Members Sue Ball and Edafe Onerhime have been collaborating through Leeds Creative Time Bank around ‘Open Data’. With 5 hours of timebank credits, Sue Ball requested Edafe Onerhime to use her skills as an Open Data Specialist to investigate empty commercial property and land in Leeds South Bank. Edafe has produced an online map using business rates data from Leeds Data Mill to which Sue is ‘pinning’ images of each unit via twitter ( see image above). This map will be developed through public participative walks and other forms of public interface to consider the wider regeneration of this area of the city. Sue will be putting more requests through the timebank network.
What is Open Data?
Open data is data that can be freely used, reused and redistributed by anyone – subject only, at most, to the requirement to attribute and share alike…and can be defined in three categories…

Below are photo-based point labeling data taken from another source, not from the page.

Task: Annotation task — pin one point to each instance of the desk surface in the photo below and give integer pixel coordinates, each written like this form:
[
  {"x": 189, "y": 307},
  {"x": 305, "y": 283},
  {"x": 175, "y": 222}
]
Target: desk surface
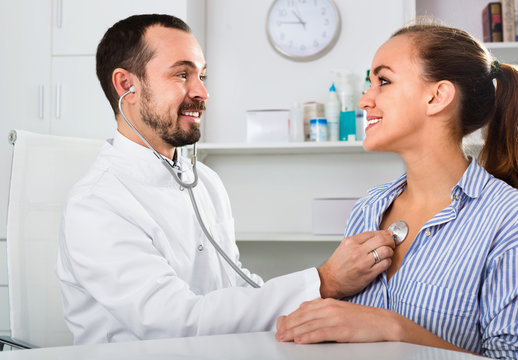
[{"x": 250, "y": 346}]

Availability and Access: the data must be available as a whole and at no more than a reasonable reproduction cost, preferably by downloading over the internet. The data must also be available in a convenient and modifiable form.
Reuse and Redistribution: the data must be provided under terms that permit reuse and redistribution including the intermixing with other datasets.
Universal Participation: everyone must be able to use, reuse and redistribute – there should be no discrimination against fields of endeavour or against persons or groups. For example, ‘non-commercial’ restrictions that would prevent ‘commercial’ use, or restrictions of use for certain purposes (e.g. only in education), are not allowed. This allows ‘inter-operability’…or connection, coproduction, collaboration. Inter-operability denotes the ability of diverse systems and organizations to work together (inter-operate). In this case, it is the ability to inter-operate – or intermix – different datasets.